LONDON – Emerging markets could be seeing a dreaded “sudden stop” of capital flows as President Donald Trump’s ‘America First’ policies pump up the US economy and suck money away from poorer countries, investment bank JPMorgan warned on Thursday.
Analysts fear sudden stops in capital flows because they starve economies of the money they need to grow or even just keep going.
JPMorgan’s in-house indications show there were USD 19 billion worth of “net capital outflows” from developing economies not including China in the last quarter, with another USD 10 billion expected to flee in Q1.
“Put simply, using the widely accepted academic definition, this would signal that EM ex-China is on the verge of a sudden stop,” the bank said in a research note, adding that the phenomenon was not something “to be taken lightly”.
There are some caveats for now.
The current slowdown in capital flows is not being driven by an EM-centric event, but rather the tightening of financial conditions globally as Trump’s tariffs and tax cut pledges raise the possibility that US interest rates stay higher for longer.
With this in mind, “this is not a situation where specific EM countries are under pressure and are facing balance of payments or currency pressures as was the case in 1998-2002, 2013, 2015,” JPMorgan added.

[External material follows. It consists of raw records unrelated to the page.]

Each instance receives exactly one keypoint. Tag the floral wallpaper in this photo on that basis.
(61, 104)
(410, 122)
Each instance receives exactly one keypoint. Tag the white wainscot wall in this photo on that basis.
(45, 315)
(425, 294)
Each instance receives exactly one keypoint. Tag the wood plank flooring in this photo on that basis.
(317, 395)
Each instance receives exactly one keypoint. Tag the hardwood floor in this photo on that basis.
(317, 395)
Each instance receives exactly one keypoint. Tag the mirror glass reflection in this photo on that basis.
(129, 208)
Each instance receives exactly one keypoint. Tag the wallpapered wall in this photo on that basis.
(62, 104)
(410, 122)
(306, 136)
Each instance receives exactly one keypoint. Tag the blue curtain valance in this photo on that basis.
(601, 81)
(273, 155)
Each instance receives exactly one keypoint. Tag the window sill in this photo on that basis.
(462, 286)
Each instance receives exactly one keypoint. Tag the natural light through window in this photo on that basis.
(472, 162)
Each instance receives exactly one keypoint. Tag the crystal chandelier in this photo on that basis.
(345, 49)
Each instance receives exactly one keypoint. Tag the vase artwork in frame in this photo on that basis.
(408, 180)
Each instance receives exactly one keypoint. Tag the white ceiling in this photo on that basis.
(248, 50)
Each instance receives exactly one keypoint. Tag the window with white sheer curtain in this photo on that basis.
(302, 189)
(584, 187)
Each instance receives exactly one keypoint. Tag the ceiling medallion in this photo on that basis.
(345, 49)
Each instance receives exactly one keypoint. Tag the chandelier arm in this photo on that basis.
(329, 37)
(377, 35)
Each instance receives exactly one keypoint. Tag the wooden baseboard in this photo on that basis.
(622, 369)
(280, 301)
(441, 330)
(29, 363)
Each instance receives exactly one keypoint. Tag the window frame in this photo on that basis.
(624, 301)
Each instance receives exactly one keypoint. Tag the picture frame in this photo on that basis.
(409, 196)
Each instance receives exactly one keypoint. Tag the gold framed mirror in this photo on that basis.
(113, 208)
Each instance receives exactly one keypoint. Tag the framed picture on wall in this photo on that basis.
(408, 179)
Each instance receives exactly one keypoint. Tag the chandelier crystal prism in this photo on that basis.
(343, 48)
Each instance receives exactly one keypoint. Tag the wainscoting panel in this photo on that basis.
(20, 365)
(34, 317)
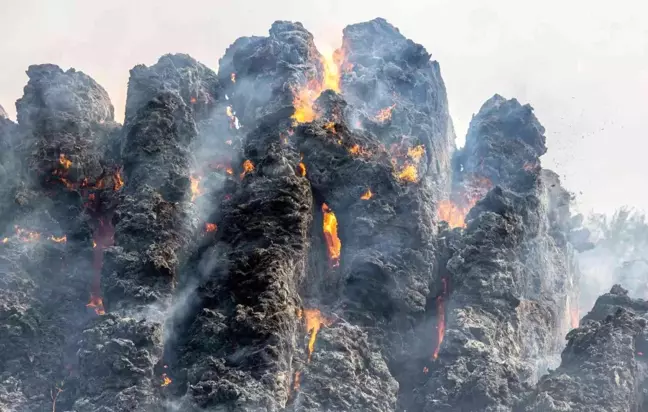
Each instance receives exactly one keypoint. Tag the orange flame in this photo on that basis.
(61, 239)
(333, 243)
(453, 214)
(314, 320)
(195, 187)
(304, 98)
(441, 318)
(408, 173)
(248, 166)
(384, 114)
(64, 161)
(96, 302)
(118, 182)
(296, 381)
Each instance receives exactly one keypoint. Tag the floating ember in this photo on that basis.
(367, 195)
(334, 246)
(384, 114)
(314, 320)
(248, 166)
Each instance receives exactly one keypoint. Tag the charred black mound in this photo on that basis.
(295, 232)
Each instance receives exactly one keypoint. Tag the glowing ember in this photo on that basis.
(304, 98)
(296, 381)
(63, 161)
(408, 173)
(248, 166)
(384, 114)
(96, 302)
(118, 182)
(416, 152)
(314, 320)
(330, 126)
(333, 243)
(453, 214)
(195, 187)
(440, 318)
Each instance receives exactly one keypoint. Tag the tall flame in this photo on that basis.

Nor was it a case of weak US economy driving a “risk-off” worldwide sell-off. “Rather, it is one of a strong US economy and policy risks pulling flows out of EM,” analysts wrote.
How the situation plays out from here will depend on what Trump does and whether key US data on jobs, inflation, and retail sales prove strong enough to affect the Fed’s interest rate moves, JPMorgan said.
Even if a sudden stop does take hold in EM, most economies should be able to absorb that shock. JPMorgan said those most at risk were Romania, Malaysia, South Africa, and Hungary.